From the LLM model drop-down menu, select claude-3-5-sonnet-20241022.
From the Document section, upload Banking_Act.pdf document as the RAG corpus.
Click Create.

Step 2: Topic modelling

In this step, H2O Eval Studio automatically extracts chunks from the workflow document, clusters them, and generates relevant topics in the RAG corpus.

To run the topic modeling step:

On the Tutorial 3A workflow page, click Topic modeling.
Review the configuration settings. Keep the default values.
Click Run.

After the topic modeling step completes, you see the generated topics and a heatmap showing the spread of each topic. Topics and heatmap

Step 3: Test generation

In this step, question-and-answer pairs (test cases) are generated from the corpus-based topics used by the Banking Act RAG. RAG is tested on actual data rather than generic or out-of-scope questions and answers.

The system uses more than 10 question-and-answer generators covering different types of questions to identify potential RAG weaknesses. It generates a variety of relevant corpus-based test cases, helping you identify prompts or topics where the RAG performs poorly.

To run the test generation step:

Click Next step or Test Generation.
Keep the default number of test cases to generate.
Keep the default selected generators, and additionally select Multiple Choice Questions.
Keep the default number of topics.
Click Run.

After the test generation step completes, you see the generated test cases with their generator type. You can edit test case details, such as the prompt and expected answer.

Step 4: Generated test validation

This step validates the generated test suite using metrics such as cosine similarity with the original text, BERT score, or NLI score. It helps you assess test quality and iteratively improve model validation.

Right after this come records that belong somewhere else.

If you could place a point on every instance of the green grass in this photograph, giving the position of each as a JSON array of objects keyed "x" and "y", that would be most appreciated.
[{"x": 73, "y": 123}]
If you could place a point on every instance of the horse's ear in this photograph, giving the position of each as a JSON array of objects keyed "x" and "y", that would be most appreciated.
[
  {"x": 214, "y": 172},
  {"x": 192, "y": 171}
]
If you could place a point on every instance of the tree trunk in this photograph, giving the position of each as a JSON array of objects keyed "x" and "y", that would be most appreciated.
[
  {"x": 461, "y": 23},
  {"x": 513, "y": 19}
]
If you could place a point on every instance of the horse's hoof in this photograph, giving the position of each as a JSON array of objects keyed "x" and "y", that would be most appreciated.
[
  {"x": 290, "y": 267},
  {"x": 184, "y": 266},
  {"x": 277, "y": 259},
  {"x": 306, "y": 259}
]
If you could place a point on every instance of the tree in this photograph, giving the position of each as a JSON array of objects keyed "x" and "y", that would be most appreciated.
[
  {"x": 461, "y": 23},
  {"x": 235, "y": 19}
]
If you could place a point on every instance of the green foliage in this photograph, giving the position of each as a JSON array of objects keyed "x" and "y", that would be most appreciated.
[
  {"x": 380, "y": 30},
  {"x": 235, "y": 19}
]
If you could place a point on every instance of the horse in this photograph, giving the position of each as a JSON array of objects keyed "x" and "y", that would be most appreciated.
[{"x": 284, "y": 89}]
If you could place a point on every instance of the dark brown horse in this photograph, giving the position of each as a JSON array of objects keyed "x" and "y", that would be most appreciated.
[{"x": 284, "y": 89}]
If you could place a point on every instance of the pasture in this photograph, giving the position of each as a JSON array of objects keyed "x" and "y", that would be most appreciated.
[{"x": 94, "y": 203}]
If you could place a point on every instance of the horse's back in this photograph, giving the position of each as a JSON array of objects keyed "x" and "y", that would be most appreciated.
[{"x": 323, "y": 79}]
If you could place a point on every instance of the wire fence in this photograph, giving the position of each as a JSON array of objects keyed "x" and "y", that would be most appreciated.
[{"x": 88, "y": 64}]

To run the generated test validation step:

Click Next step or Generated Test Validation.
Optionally select test cases to delete. For this tutorial, keep all test cases.
Click Run.

After the generated test validation step completes, you see the cosine similarity, BERT score, and NLI score for each test case, along with visualizations for each metric. Validation score for test cases

Step 5: Automated evaluation

This step evaluates the performance of your RAG system using techniques such as semantic similarity, answer correctness, and context relevancy. After the evaluation completes, you can view the results and insights in the dashboard.

To run the automated evaluation step:

Click Next step or Automated Evaluation.
Add the following evaluators: Groundedness, PII leakage, and Toxicity.
Click Run.

You can view visualizations, summaries, insights, and other details in the evaluation dashboard.

Step 6: Human evaluation calibration

In this step, a human reviewer labels a random sample of responses to confirm whether they truly passed or failed against the metric score thresholds. The workflow then uses these labels to automatically calibrate the evaluation configuration and improve the accuracy of the results.

To run the human evaluation calibration step:

Click Next step or Human Evaluation Calibration.
Review the evaluation results for each test case. Confirm or correct the system’s pass/fail labels.
Mark any responses you want to fail by clicking Failed.
Click Run.

Step 7: Failure clustering

In this step, the workflow clusters failed test case evaluations to identify common failure patterns or root causes. It also provides a description and frequency of test case groups that share a common source of failure.

To run the failure clustering step:

Click Next step or Failure clustering.
Click Run.

The clustering process examines dimensions such as topics, generators, and failure characteristics to reveal patterns that might not be obvious. This analysis helps prioritize debugging and guides targeted improvements to system performance. failure clustering

Step 8: Weakness detection

This step uses metric scores from the evaluation to detect the topics or test case types where RAG performance is suboptimal.

The system provides three types of weakness visualizations:

Topics: Distribution of metric scores per topic.
Query types: Distribution of metric scores per query type.
Bivariate analysis: A grid showing test case scores by generator (rows) and topic (columns). Each dot represents a test case, and its color indicates the score. Dot size has no specific meaning.

To run the weakness detection step:

Click Next step or Weakness detection.
Click Run.

The visualization shows a grid where each cell represents a combination of a topic and a query type. Color intensity indicates the average score of responses in that combination. Dots represent individual test cases and are colored by score. Weakness detection

Step 9: Robustness Testing: Input Variations

This step checks whether changes to user questions (such as word reordering, typos, or punctuation differences) affect RAG performance. RAG should handle syntactically or grammatically incorrect inputs. The workflow includes more than 10 perturbation methods.

To run the input variations robustness testing step:

Click Next step or Robustness Testing: Input Variations.
Select all test cases in the table.
Keep the default perturbation method and intensity.
Click Perturb.
Click Run.

The results show flips, cases where perturbations cause evaluation scores to cross the threshold (changing from pass to fail or fail to pass). Each flip indicates that the model is sensitive to that type of perturbation and provides insights into its resilience against input variations.
robustness testing-input variations

Step 10: Robustness Testing: Adversarial Inputs

This step checks whether the distribution of metric scores for adversarial prompts (such as intentionally misleading questions) differs from the distribution of scores for test cases generated in the test generation step. The workflow includes three adversarial input generator types.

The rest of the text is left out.